Having registered for Tri Yas last year, al Raisi will, under the midday sun, swim 700 metres, cycle for 20 kilometres and end with a 5km run. It will be his inaugural triathlon, but he has competed in several marathons since his first in Dubai two years ago.
"It will be very easy for me," he said. "It is not the Olympic-standard triathlon because it is my first time doing something of this sort.
"I didn't want to sign up for something I was not ready for. It is obviously very different because you have to concentrate on three things.
"But I have run marathons in Dubai, Beirut, Prague and Istanbul and will later this year run in Barcelona."
A former footballer with the Al Ain club in the mid-1980s, al Raisi experienced the pain of being unable to stay active when he twisted his knee in 1990 and was forced to retire. The injury saw him alter his focus to his second-favourite pastime, horses. After participating in several endurance races across the UAE, his job took him to the capital and, again, he changed his preferred sport.

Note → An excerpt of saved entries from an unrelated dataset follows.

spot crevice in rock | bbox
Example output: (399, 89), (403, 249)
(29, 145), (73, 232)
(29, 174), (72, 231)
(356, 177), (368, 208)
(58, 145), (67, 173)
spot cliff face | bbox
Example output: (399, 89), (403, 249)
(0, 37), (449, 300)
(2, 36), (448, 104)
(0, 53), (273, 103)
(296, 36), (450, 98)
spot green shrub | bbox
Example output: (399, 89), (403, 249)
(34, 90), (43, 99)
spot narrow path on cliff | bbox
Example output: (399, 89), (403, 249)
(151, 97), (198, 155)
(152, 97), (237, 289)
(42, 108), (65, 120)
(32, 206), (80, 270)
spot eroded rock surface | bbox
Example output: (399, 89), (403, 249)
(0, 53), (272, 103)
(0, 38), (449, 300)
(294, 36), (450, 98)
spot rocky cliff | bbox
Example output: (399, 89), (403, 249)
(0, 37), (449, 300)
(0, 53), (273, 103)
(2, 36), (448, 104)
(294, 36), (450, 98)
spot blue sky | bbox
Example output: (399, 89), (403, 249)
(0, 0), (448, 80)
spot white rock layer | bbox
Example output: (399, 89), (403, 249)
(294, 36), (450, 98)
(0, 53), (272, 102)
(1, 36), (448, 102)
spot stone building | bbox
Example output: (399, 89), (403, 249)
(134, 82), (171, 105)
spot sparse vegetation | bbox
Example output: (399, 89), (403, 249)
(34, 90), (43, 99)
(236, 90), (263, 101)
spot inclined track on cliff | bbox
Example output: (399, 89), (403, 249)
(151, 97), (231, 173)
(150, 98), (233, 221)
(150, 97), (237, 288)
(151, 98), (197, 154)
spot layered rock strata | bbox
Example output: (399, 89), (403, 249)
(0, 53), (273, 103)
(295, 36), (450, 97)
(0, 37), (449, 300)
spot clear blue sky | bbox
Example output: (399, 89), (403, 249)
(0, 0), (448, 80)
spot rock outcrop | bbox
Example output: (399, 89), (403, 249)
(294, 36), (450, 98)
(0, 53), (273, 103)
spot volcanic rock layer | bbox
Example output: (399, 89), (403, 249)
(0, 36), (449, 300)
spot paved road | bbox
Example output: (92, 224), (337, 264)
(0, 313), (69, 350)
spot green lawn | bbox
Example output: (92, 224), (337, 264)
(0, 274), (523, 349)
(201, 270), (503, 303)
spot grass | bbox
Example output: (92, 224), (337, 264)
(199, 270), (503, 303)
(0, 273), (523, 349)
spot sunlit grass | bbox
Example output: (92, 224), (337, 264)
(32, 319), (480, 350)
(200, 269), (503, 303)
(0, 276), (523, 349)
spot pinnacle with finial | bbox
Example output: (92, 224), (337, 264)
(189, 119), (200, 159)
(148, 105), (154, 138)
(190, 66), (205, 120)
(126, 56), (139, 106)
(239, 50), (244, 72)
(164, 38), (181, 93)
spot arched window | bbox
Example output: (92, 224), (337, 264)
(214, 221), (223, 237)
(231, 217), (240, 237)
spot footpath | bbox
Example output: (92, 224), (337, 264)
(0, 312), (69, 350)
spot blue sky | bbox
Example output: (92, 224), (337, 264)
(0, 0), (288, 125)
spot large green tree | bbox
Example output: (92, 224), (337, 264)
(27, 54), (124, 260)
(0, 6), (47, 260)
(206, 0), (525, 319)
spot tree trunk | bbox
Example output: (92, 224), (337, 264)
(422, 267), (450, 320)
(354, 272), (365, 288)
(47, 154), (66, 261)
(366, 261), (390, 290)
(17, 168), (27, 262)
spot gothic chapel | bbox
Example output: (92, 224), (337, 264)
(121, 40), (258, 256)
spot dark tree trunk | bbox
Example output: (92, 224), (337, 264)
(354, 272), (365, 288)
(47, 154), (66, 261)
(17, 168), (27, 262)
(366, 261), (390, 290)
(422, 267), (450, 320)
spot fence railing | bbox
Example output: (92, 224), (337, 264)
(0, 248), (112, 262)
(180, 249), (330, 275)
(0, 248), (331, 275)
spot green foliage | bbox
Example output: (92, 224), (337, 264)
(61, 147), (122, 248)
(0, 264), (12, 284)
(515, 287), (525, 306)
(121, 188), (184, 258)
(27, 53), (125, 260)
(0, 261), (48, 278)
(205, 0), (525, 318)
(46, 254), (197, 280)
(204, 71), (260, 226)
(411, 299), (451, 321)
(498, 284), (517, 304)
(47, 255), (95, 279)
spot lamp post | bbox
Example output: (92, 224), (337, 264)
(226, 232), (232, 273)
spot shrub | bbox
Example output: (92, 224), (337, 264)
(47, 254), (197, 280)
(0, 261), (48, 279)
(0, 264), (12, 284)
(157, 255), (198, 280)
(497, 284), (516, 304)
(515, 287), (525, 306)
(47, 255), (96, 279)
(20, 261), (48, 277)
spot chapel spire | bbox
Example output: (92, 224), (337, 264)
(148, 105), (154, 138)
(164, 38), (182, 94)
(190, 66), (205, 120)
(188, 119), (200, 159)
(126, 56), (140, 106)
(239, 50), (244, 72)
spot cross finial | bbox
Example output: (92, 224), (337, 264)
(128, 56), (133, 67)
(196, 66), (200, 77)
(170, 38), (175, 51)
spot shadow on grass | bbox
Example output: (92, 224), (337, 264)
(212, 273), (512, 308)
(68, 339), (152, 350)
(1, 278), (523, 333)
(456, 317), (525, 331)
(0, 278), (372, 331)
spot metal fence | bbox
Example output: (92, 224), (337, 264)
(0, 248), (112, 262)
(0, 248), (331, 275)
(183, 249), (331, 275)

"I started running with some colleagues - an American and a British guy - and my first marathon was Dubai 2009. I remember being amazed that there was only 11 Emiratis out of more than 8,000 participants running," he said. "This country has all the facilities required to live healthily, but so many of our people - even the children - are diabetic. These people are suffering."
Al Raisi said he has no intention of experiencing a similar problem and knows that an hour of exercise each day can help prevent health issues later in life.
"The day I was unable to play sport, I was anxious and unhappy," he said. "I love sport and running helped me calm down; it changed my life.
"Now it is my goal to complete an Ironman as well as run a marathon at the North Pole. It has never been done before by an Emirati and would obviously require a lot of intense training because the conditions are just so different, but it would be a real achievement."
For now, however, he is focusing on today's race. After completing twice weekly swims of 1.5km at Abu Dhabi beach, as well as going for lengthy runs along the Corniche and cycling around Yas on those days when it is open to the public, he is confident that this afternoon will pose few problems.
"This is just the start for me" he said. "I have the Dubai Marathon in a couple of weeks' time, then I have the Ras Al Khaimah Half-Marathon, then the Barcelona Marathon. It's going to be a busy year for me, but I am looking forward to it."